Bei unserem creative.summit am 20. Juni 2024 wollen wir uns gemeinsam mit der Frage beschäftigen, welche Auswirkungen die digitale Transformation auf unser Arbeiten und Wirtschaften haben wird. Worin siehst du die größten Herausforderungen angesichts der fortschreitenden Digitalisierung?
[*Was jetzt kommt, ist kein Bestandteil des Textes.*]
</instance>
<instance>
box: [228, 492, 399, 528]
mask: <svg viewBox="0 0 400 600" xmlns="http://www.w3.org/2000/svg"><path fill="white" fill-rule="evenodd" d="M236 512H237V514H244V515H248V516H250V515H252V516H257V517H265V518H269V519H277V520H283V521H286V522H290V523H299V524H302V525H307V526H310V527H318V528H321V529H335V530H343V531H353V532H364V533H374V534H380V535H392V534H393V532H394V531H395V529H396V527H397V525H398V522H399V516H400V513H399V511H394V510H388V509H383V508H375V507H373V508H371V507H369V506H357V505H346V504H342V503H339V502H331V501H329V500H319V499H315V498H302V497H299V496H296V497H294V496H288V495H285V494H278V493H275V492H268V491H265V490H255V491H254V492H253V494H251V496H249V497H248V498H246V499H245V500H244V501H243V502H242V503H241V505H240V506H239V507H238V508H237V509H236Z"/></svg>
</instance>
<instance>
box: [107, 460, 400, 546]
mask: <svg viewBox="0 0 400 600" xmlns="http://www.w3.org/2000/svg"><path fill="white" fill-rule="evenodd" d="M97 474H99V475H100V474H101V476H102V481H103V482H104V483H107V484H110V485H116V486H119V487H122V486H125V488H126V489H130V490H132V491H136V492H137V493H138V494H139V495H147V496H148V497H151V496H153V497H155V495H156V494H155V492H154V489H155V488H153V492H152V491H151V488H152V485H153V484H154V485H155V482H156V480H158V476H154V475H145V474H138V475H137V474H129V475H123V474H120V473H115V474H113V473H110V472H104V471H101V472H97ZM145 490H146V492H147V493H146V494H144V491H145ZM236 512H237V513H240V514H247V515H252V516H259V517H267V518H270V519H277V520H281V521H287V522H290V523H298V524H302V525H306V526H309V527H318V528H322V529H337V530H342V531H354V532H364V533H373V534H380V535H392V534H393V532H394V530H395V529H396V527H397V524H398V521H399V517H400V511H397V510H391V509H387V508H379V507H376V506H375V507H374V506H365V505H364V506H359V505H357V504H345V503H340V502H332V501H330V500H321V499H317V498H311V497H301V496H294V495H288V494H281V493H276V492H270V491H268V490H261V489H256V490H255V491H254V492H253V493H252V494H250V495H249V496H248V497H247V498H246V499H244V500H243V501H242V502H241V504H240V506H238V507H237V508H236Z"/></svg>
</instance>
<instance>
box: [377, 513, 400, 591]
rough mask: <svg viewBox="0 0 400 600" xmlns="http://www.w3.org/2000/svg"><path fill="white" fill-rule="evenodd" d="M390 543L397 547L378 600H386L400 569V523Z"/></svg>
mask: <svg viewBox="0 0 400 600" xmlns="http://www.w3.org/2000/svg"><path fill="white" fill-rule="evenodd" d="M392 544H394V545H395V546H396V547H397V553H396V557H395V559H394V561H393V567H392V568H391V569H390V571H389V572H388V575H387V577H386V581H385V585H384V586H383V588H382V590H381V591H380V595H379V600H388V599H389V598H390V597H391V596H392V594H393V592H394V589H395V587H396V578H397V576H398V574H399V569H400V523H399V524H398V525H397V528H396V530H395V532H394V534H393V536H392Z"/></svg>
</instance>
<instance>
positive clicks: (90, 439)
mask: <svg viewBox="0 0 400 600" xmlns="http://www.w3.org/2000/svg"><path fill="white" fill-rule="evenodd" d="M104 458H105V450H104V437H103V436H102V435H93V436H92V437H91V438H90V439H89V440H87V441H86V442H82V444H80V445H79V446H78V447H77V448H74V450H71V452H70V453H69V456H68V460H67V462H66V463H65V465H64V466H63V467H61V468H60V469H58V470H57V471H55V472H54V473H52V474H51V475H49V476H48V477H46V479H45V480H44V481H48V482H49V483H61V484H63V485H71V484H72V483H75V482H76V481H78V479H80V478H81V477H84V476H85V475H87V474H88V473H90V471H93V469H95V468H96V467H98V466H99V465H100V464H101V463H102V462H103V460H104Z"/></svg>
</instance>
Urbane Räume und insbesondere Kreativorte leben häufig von menschlicher Begegnung. Eine Verlagerung in den digitalen Raum ist nur begrenzt möglich und sinnvoll. Aktuell fließen Unmengen an Finanzierungsmitteln in den Aufbau digitaler Strukturen, was auch wichtig ist. Trotzdem werden wir in Zukunft auch weiterhin reale Begegnungsstätten, Handwerk und manuelle Produktion brauchen. Ich sehe die Herausforderung insbesondere darin, digitale Technologien nicht zum Selbstzweck werden zu lassen und als Gesellschaft immer wieder auszuhandeln, was es für ein gutes Leben braucht.
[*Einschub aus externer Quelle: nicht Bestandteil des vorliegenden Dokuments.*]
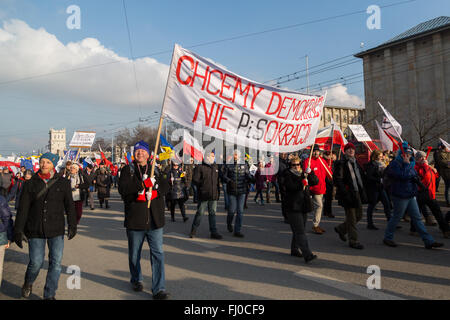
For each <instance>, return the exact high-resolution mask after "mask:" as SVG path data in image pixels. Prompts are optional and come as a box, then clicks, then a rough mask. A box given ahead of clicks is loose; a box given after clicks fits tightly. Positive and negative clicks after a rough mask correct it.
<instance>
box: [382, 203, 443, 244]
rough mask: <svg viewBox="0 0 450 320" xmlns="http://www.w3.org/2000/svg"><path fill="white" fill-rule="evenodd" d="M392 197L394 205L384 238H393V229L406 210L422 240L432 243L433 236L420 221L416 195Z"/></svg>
mask: <svg viewBox="0 0 450 320" xmlns="http://www.w3.org/2000/svg"><path fill="white" fill-rule="evenodd" d="M391 197H392V203H393V205H394V210H393V213H392V216H391V219H390V220H389V222H388V225H387V228H386V231H385V233H384V238H385V239H386V240H394V231H395V229H396V226H397V224H398V223H399V221H400V220H401V219H402V218H403V215H404V213H405V212H406V211H407V212H408V214H409V216H410V218H411V220H412V222H413V224H414V227H415V228H416V230H417V232H418V233H419V234H420V236H421V238H422V240H423V242H424V243H425V244H426V245H427V244H432V243H433V242H434V239H433V237H432V236H431V235H430V234H429V233H428V232H427V230H426V229H425V226H424V225H423V222H422V215H421V214H420V211H419V206H418V205H417V201H416V197H413V198H409V199H401V198H397V197H395V196H391Z"/></svg>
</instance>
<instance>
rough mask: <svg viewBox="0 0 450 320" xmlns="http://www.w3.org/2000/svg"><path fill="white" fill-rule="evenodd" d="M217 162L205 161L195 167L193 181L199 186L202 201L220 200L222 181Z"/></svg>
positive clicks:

Das Thema des creative.summit lautet TURNAROUND, was die Abwendung einer Krise oder einen Strategiewechsel meint. An welcher Stelle in unserer Gesellschaft ist deiner Meinung nach am dringendsten ein Turnaround notwendig?

Wir leben in einer Zeit der Multikrise – ökologische Krise, soziale Spaltung, Wirtschaftskrise, geopolitische Machtkämpfe. Interessanterweise bezeichnet Krise in seiner Wortherkunft sogar einen „Wendepunkt“. Die Krise und damit der Wendepunkt, der über all den anderen steht, ist für mich die Krise der Demokratie. Ein zentraler Turnaround liegt für mich somit in der gesellschaftlichen Abkehr von rechten Kräften und dem klaren Commitment zur demokratischen Ordnung, in der um Lösungen wieder gerungen werden darf. Der zweite große Hebel liegt ganz klar in einer Neuausrichtung unseres Wirtschaftssystems und einer Abkehr von Wachstum als Selbstzweck. Dazu gehören die Stärkung lokaler Strukturen und eine Neudefinition von Wohlstand jenseits von einer rein materiellen Betrachtung.
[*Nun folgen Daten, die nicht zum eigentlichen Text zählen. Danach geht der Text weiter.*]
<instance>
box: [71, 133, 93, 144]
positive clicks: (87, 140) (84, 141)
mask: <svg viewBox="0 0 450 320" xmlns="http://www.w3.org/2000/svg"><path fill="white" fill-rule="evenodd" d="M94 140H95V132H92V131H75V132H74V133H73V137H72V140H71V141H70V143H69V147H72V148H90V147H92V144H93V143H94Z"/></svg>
Wenn du dir einen optimalen Ort mit einer entsprechenden Community bauen könntest, wie sähe der aus?

Das WandelWerk kam für mich schon sehr nah an einen solchen Ort heran. Dabei handelte es sich um eine Zwischennutzung eines ehemaligen 5.000 qm großen Autohauses, das wir mit einer bunten Community aus Kultur- und Kreativwirtschaftenden, Vereinen, Organisationen und Individuen bespielt haben. Das laufende Projekt war eine große Inspiration für alle Beteiligten und hat für mich in seinen Ansätzen einen sehr wirkungsvollen Ort, wie ich ihn mir auch für die Zukunft wünschen würde, repräsentiert. Allerdings war das WandelWerk auf Zeit angelegt und von vornerein als Prototyp konzipiert. Ein zukünftiger Ort bräuchte eine langfristige Perspektive, um eine entsprechende Wirkung in die Stadtgesellschaft hinein entfalten zu können.